None of the previous tries give us a clue on what's happening. The only thing we've noticed is that after this happen we're no longer able to get ETH isr triggering.

Just for your information we're sending 10 message, at 10ms each one . After 4/5 burst, the ip stack get stuck and we loose also the ping (pc is pinging the board).

Any suggestion?

Regards

Davide

Ozone · ‎2025-07-07

> The problem we're experiencing is that while the application (based on pc) is flooding of messages the STM32F4 board, then it suddenly stuck somewhere on NetX side.

This sentence is not fully comprehensible.
Do you mean, the PC floods the F4-based board, which suddenly stops to respond ?

I would recommend to instrument the code in question, including the ETH interrupts.
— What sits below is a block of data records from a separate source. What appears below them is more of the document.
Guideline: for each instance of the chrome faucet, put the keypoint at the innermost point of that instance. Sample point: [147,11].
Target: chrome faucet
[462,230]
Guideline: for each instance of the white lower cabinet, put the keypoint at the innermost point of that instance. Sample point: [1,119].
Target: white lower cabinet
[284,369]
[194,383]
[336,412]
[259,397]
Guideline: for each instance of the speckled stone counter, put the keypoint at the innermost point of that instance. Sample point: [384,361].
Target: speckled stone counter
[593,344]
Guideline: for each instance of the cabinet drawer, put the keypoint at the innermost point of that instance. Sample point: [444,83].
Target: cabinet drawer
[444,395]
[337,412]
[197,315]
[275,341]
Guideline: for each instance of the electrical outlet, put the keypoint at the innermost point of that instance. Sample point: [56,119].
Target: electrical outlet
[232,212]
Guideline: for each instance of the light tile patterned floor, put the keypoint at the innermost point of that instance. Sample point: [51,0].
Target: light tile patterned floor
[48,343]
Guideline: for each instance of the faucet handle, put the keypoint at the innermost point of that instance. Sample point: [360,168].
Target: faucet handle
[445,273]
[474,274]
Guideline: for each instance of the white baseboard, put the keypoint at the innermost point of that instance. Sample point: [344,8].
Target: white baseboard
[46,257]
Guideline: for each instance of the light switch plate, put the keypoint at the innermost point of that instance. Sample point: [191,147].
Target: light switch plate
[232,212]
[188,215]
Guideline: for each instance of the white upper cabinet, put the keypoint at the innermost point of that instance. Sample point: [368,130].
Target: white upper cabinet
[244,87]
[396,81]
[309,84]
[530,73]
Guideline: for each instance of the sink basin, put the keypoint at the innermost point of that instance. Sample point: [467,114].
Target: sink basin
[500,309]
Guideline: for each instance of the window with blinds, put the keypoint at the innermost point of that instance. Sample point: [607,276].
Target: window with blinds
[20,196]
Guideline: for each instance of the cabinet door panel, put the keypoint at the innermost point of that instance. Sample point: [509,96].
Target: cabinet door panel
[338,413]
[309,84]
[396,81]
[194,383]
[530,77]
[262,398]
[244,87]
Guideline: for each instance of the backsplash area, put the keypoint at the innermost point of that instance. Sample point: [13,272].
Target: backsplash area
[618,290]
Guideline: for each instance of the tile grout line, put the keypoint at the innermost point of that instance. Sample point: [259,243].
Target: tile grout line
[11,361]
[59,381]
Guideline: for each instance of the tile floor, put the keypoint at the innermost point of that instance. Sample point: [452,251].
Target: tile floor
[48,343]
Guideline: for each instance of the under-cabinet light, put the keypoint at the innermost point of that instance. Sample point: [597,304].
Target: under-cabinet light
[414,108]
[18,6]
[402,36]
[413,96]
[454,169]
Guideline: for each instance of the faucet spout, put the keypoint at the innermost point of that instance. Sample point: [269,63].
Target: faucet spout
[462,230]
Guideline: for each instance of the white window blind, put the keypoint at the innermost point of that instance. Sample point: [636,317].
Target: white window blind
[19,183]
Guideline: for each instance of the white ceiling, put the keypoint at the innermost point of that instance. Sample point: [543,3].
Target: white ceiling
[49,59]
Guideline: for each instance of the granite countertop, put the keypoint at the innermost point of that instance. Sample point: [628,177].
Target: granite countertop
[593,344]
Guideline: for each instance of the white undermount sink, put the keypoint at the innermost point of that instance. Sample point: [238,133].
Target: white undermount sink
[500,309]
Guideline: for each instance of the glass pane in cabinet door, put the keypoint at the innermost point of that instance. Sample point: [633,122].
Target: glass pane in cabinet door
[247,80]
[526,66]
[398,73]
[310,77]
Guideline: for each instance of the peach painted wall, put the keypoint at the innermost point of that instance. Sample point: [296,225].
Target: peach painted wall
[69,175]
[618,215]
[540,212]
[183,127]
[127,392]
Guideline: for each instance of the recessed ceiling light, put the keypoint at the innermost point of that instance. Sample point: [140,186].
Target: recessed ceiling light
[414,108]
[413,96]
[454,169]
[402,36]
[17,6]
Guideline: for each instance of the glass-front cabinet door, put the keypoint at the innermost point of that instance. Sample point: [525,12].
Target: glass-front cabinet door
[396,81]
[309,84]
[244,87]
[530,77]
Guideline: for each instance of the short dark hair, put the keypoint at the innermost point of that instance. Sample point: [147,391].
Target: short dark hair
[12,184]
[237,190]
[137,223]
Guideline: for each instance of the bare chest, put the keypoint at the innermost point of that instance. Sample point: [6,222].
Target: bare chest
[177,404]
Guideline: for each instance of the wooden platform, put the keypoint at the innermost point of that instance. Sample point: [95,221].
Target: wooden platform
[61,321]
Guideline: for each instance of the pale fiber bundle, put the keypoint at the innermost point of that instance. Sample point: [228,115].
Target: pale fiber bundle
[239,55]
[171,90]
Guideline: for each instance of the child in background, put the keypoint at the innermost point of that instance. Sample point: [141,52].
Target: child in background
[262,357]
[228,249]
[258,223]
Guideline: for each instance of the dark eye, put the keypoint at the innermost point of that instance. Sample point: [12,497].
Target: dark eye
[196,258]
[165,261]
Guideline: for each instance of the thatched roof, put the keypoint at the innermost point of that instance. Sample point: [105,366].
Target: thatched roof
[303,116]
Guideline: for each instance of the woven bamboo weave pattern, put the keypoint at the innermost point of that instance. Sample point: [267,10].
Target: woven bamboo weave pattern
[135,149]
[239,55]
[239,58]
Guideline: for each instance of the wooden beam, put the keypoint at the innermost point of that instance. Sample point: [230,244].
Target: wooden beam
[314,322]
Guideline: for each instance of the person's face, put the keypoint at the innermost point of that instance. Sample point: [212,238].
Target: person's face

Perhaps use GPIO toggles to reduce the additional load, and use a scope.

And, review your error handling.
Perhaps overflow (loss of packages due to overrun) is not handled well, or at all.

And due to ETH buffer capacities and core performance of you setup, you might need to reduce your expectations.
If I remember correctly, most application processors (Cortex A, x86) and associated network interface ICs have internal buffer capacities for at least two jumbo frames.

mbarg.1 · ‎2025-07-07

I had a similar problem with H7, and my workaround implies to re-write Interface between HAL and NetX.

I tested almost all examples and non could stand without crashing a flood of syn with original code.

Actually STM code is based on multiplexing ethernet interrupts, put in thread, demultiplex them, execute some processing with no mutexes on STM global variables.

With low traffic work fine but not on heavvy load.

Re-writing the interrupt interface, we achieved a stable solution, no way to crash on any Ethernet traffic, bad packets or similar.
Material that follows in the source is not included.